Multi-Token Attention

(arxiv.org)

Comments

kouteiheika 17 hours ago
This is another potential improvement to the transformer architecture from Facebook (the other one that comes to mind is this one from same authors: https://arxiv.org/abs/2405.18719), but note that it comes with a major problem that might not be obvious at first glance: it's just not usable in practice without a ton of work. It modifies the innards of the attention mechanism, so it is incompatible with Flash Attention (or any other optimized attention library), and you do not want to train anything beyond toy models without Flash Attention (the performance hit is just way too big).

There's pytorch's FlexAttention which could maybe make this practical, but currently it's just way too buggy.

bionhoward 22 hours ago
How does this compare with Byte Latent Transformer [1]? This happens with convolution post-embedding while BLT happens with attention at embedding time?

1. https://ai.meta.com/research/publications/byte-latent-transf...

bigdict 22 hours ago
Sure, you can get better model performance by throwing more compute at the problem in different places. Does is it improve perf on an isoflop basis?
bob1029 22 hours ago
So, we're proposing a multiplicative increase of something that already scales quadratically with the context size?

I think we've already got a bit of a bottleneck in terms of memory bandwidth utilization.

rakejake 16 hours ago
Interesting. So they convolve the k,v, q vectors? I have been trying the opposite.

I have been working on a classification problem on audio data (with context size somewhere between 1000 and 3000 with potential to expand later). I have been experimenting with adding attention onto a CNN for a classification task I have been working on.

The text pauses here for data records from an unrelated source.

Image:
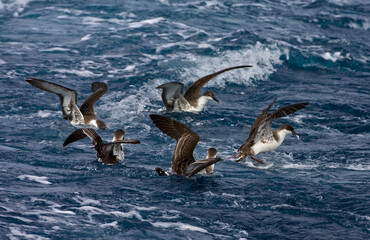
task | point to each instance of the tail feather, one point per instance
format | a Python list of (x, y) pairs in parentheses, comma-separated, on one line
[(198, 166)]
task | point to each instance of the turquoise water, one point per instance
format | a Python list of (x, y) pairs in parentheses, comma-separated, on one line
[(302, 51)]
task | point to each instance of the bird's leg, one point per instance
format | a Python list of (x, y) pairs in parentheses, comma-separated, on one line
[(257, 160)]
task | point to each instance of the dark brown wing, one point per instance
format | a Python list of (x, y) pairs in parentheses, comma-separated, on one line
[(81, 134), (129, 141), (198, 166), (98, 89), (192, 93), (68, 97), (284, 111), (256, 124), (186, 139), (170, 127)]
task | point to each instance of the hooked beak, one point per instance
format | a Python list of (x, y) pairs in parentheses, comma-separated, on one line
[(214, 98)]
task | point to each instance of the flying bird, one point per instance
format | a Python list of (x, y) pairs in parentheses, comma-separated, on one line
[(174, 100), (183, 162), (262, 138), (108, 153), (68, 99)]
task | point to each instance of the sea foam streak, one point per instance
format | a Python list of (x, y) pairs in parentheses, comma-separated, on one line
[(42, 180)]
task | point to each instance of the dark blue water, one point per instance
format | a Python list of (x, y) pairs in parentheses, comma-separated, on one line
[(314, 51)]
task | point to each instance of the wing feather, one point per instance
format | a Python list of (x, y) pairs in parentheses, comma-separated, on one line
[(81, 134), (68, 97), (171, 92), (198, 166), (192, 93), (98, 89)]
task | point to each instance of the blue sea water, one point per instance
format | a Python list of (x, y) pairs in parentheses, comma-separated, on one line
[(312, 51)]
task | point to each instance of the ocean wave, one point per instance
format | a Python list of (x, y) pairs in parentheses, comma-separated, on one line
[(38, 179), (15, 7)]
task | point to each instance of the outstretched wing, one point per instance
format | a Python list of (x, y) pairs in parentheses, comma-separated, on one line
[(68, 97), (81, 134), (192, 93), (186, 139), (256, 127), (198, 166), (171, 92), (98, 89), (124, 141), (264, 129), (171, 127)]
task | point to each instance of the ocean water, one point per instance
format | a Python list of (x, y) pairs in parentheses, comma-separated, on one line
[(301, 51)]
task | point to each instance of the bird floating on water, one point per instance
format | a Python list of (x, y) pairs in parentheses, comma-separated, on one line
[(183, 162), (108, 153), (262, 138), (175, 101), (68, 99)]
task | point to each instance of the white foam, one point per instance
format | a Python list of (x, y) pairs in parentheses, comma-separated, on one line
[(6, 148), (129, 68), (58, 49), (17, 6), (46, 113), (86, 201), (112, 224), (16, 232), (267, 165), (262, 57), (334, 57), (42, 180), (92, 21), (54, 210), (145, 22), (359, 167), (179, 225), (86, 37), (82, 73), (299, 166), (129, 214), (19, 218)]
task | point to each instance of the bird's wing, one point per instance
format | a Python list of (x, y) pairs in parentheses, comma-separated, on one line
[(82, 133), (265, 130), (124, 141), (183, 153), (171, 127), (68, 97), (98, 89), (198, 166), (255, 132), (171, 92), (186, 139), (192, 93)]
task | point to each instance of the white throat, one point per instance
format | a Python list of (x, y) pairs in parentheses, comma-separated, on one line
[(202, 101), (269, 144)]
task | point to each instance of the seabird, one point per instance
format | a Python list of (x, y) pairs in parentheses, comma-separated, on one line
[(68, 99), (175, 101), (183, 162), (108, 153), (261, 137)]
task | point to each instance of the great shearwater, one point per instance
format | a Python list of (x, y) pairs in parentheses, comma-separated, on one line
[(175, 101), (183, 162), (261, 137), (108, 153), (68, 99)]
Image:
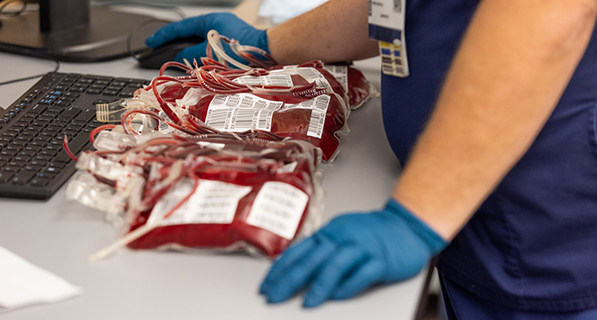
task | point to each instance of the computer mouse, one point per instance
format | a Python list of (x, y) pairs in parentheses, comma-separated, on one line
[(154, 58)]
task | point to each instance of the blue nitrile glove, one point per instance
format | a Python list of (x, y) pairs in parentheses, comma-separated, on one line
[(352, 253), (226, 24)]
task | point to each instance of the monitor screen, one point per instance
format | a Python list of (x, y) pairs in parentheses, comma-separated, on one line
[(76, 31)]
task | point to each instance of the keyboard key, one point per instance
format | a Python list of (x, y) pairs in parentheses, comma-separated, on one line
[(32, 129)]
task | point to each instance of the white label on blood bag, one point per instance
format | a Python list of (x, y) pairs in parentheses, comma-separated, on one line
[(340, 73), (212, 202), (278, 208), (283, 78), (241, 112), (319, 106)]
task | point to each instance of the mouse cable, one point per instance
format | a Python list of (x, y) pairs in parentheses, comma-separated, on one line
[(32, 77)]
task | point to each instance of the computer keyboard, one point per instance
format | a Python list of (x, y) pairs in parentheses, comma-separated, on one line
[(33, 163)]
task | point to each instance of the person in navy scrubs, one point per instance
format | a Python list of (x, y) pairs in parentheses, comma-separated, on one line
[(496, 127)]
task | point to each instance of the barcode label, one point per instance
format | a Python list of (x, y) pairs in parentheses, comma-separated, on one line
[(283, 80), (278, 208), (340, 73), (316, 124), (212, 202), (318, 106), (241, 112), (398, 6)]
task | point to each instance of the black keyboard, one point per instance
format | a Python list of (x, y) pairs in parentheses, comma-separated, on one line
[(33, 163)]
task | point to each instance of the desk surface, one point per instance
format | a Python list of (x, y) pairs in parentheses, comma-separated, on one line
[(58, 235)]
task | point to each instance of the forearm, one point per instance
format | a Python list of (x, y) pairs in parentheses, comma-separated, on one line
[(509, 73), (335, 31)]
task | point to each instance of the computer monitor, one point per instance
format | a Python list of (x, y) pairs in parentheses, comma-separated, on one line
[(75, 31)]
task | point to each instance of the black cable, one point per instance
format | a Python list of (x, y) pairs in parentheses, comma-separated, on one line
[(173, 8), (4, 5), (32, 77)]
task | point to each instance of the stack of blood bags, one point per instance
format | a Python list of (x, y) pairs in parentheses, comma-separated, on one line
[(219, 158), (210, 191)]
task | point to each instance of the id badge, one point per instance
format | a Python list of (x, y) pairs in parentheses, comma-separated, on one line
[(386, 24)]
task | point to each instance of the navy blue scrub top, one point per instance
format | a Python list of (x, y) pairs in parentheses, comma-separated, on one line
[(533, 243)]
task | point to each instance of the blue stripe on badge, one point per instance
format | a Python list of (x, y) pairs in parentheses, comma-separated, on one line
[(384, 34)]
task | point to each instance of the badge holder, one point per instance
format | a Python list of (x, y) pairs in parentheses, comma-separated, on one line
[(386, 24)]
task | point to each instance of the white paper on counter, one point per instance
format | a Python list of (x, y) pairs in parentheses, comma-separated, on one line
[(23, 283)]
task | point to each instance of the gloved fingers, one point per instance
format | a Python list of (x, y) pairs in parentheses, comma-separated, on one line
[(190, 53), (299, 274), (286, 260), (328, 278), (365, 276)]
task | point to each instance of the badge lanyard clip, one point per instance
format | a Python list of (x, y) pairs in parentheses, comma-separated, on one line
[(386, 24)]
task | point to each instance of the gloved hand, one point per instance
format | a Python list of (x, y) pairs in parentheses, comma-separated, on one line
[(352, 253), (226, 24)]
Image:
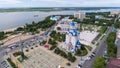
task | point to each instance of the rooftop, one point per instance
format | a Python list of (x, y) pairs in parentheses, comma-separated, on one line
[(113, 63)]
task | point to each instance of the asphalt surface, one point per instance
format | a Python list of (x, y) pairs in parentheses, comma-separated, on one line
[(100, 49), (26, 43)]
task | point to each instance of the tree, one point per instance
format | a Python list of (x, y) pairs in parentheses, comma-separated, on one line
[(58, 28), (99, 63)]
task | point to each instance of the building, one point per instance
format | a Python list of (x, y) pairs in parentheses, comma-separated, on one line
[(63, 25), (80, 15), (113, 63), (117, 43), (72, 42), (99, 17), (55, 18), (114, 13), (87, 37)]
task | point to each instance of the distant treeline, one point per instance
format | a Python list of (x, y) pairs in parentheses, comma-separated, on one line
[(53, 9)]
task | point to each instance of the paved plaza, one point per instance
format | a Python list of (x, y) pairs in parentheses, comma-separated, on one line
[(40, 58)]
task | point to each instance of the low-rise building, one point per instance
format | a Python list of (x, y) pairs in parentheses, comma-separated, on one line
[(55, 18), (63, 25), (113, 63), (87, 37), (99, 17), (114, 13), (80, 15)]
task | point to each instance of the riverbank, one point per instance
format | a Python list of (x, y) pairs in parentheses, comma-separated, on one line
[(10, 29)]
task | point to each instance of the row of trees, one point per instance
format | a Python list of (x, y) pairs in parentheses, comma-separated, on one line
[(99, 63), (57, 36), (2, 35), (68, 55), (111, 49), (33, 28), (103, 29)]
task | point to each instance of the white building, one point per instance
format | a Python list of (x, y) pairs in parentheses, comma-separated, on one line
[(80, 15), (55, 18), (72, 38), (64, 25), (87, 37)]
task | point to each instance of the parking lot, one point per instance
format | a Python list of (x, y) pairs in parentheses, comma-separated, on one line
[(42, 58), (4, 64)]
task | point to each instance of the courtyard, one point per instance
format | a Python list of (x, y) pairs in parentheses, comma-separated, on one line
[(42, 58)]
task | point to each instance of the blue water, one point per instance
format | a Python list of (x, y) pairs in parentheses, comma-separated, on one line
[(16, 19)]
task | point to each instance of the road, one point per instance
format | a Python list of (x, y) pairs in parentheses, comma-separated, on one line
[(26, 43), (99, 50)]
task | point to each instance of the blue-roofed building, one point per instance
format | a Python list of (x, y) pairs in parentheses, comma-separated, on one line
[(55, 18), (71, 41)]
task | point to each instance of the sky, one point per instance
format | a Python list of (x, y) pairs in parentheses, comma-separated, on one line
[(59, 3)]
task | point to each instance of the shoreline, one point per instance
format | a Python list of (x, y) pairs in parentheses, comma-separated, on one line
[(10, 29)]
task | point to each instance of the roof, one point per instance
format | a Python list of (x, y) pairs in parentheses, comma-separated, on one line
[(73, 23), (113, 63)]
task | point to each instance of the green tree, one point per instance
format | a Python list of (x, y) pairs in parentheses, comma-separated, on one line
[(99, 63)]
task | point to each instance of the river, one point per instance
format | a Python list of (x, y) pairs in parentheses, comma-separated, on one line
[(16, 19)]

I tried training a vanilla transformer but in the sizes that I am aiming for (5-30M parameters), the training is incredibly unstable and doesn't achieve the performance of an LSTM.

So I went back to CNNs which are fast to train but don't achieve the losses of LSTMs (which are much slower to train,and for higher context sizes you get into the vanishing gradient problem). The CNN-GRU hubrid a worked much better, giving me my best result.

The GRU layer I used had a size of 512. For increasing context sizes, I'd have to make the convolutional layers deeper so as not to increase the GRU size too large. Instead, I decided to swap out the GRU with a MultiHeadAttention layer. The results are great - better than the CNN-GRU (my previous best). Plus, for equivalent sizes the model is faster to train though it hogs a lot of memory.

fabmilo 20 hours ago
We have to move past tokenization for the next leap in capabilities. All this work done on tokens, specially in the RL optimization contest, is just local optimization alchemy.
cgearhart 20 hours ago
Why is there an expectation that “nearby” tokens are relevant to increase the information in the similarities? That seems like it would hold true within individual words, but the whole point of attention was to solve long range dependencies. Reintroducing local windows seems like a step backwards to me.
curiousfiddler 19 hours ago
So, why would this extract more semantic meaning than multi-head attention? Isn't the whole point of multiple heads similar to how CNNs use multiple types of filters to extract different semantic relationships?
jwilber 22 hours ago
Achieved by “applying convolution operations over queries, keys and heads, allowing nearby queries and keys to affect each other's attention weights for more precise attention”

Cool to see convolutions making such a comeback lately in the llm world. See also the recent striped hyena2 architecture, which uses the conv-based hyena operator to great success:

https://arxiv.org/abs/2503.01868

antonkar 20 hours ago
There is a planet-wise eternal 100% safe AI solution that can be a billion dollar startup, too:

Put all the GPUs in cloud/s controlled by international scientists (now you can use your GPU on any device, can earn money by renting it when you don’t need it, nothing changes except you need to be online to us it, but we’ll have 5G and better worldwide. You can develop, sell or release free math-proven safe AI models in this cloud “AI App Store”, etc).

Because the main risk is an AI agent botnet - current GPUs are like nukes that are 100% unprotected - any hacker can make a virus with AI agent component just to steal money, this AI will be not aligned at all, will become a per perpetual and eventually autonomous botnet.